Direct control of DoFs is particularly effective following target muscle reinnervation (TMR) [22]. TMR is a surgical intervention that transfers the residual nerves from an amputated limb onto alternative muscle groups (e.g., plexus muscles) that are not biomechanically relevant since they are no longer attached to the missing arm. During this procedure, target muscles are denervated so that they can be reinnervated by the residual arm nerves which are surgically placed close to their target nerve or muscle.

After the post-op recovery process, the reinnervated muscles can serve as biological amplifiers of the amputated nerve motor commands (Figure 1.6). If the outcome was successful the amputee will be able to control directly, proportionally, and simultaneously up to 3-DoF’s in an intuitive manner because the sites of EMG detection

are well separated spatially.

Figure 1.6: Targeted muscle reinnervation procedure. Image adapted from [23].

1.2.1.2 Research SoA

Opposed to the commercially available, the academic SoA is virtually unconstrained in terms of its interface size and complexity. This is because, in the academic context, the practical implementation and device costs often play a secondary role in comparison to the possibly added functionality. Therefore, the feedforward MMIs developed in academic environment often use powerful machine learning algorithms. These algorithms are able to infer complex prosthesis movement by analyzing the muscle activation patterns in the residual limb. They have been in use since around 35 years [24] but they have gained popularity only with the development of powerful micro-processors in the early 90s. Since then they constitute the primarily used MMI in research. As for direct control, there is a great variety of machine learning interfaces.

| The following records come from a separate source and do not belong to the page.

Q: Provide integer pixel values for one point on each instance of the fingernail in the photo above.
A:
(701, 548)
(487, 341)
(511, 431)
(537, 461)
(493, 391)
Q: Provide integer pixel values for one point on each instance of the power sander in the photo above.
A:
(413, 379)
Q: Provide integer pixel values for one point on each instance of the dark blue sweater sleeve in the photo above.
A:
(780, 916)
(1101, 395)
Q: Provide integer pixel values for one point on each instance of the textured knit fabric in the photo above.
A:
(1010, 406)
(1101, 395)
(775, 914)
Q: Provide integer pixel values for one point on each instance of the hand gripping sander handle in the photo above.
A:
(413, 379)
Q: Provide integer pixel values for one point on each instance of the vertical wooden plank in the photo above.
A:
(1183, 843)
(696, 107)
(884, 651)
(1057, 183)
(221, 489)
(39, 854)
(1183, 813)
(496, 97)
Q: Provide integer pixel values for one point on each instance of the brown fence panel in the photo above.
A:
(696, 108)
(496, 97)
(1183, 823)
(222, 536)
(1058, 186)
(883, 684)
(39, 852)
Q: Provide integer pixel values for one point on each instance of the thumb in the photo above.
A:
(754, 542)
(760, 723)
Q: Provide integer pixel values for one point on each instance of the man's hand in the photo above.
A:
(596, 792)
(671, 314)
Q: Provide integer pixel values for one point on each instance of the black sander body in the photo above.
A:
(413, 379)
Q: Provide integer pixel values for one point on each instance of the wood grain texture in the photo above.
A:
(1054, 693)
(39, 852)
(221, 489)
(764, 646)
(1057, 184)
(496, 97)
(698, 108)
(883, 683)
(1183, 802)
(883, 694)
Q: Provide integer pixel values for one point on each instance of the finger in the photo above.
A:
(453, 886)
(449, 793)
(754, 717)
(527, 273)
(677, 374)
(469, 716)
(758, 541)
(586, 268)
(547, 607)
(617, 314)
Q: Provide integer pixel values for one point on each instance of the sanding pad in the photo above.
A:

They can be implemented in a virtually infinite number of ways: artificial-neural-networks/fuzzy logic [25], [26], [27] pattern-recognition [28], [29], [23] or regression [30], [31] based systems are just few of many existing examples in the literature. In most general sense, the pattern-recognition approach can be summed up as follows (Figure 1.7, [32]):

 The sEMG is acquired from several sites (e.g., usually from 6 to 12) distributed uniformly around the residual stump;

 Time and/or frequency features [25] are extracted over a sliding time window from each of the sEMG channel resulting in L x C feature matrix (where L represents the number of extracted features and C the number of channels). For performance reasons the time windows are usually 150 ms long with 50%

overlap;

 Thus extracted, the feature matrix is fed into a machine-learning algorithm.

Based on the prior knowledge, the machine-learning algorithm assigns the feature matrix into pre-designated movement classes (e.g., hand open, wrist supination, etc.) and moves the prosthesis accordingly. Interestingly, the proportionality of control is usually lost in this process, and additional cues need to be used in order for it to be inferred.

 It should be noted that the machine-learning algorithm must be trained before it is placed into use. The training process complexity will largely depend on the number of utilized classes, which is again correlated to the overall complexity of the prosthetic system;

Figure 1.7: SoA (research) sEMG pattern-recognition system for multi-DoF prosthesis control. Image adapted from [32].

Even though the machine learning algorithms have been in development for long time, their commercial implementation has been delayed until late 2014 with the introduction of the COAPT system [33]. The reasons behind this peculiarity will be discussed in detail in chapter 1.3.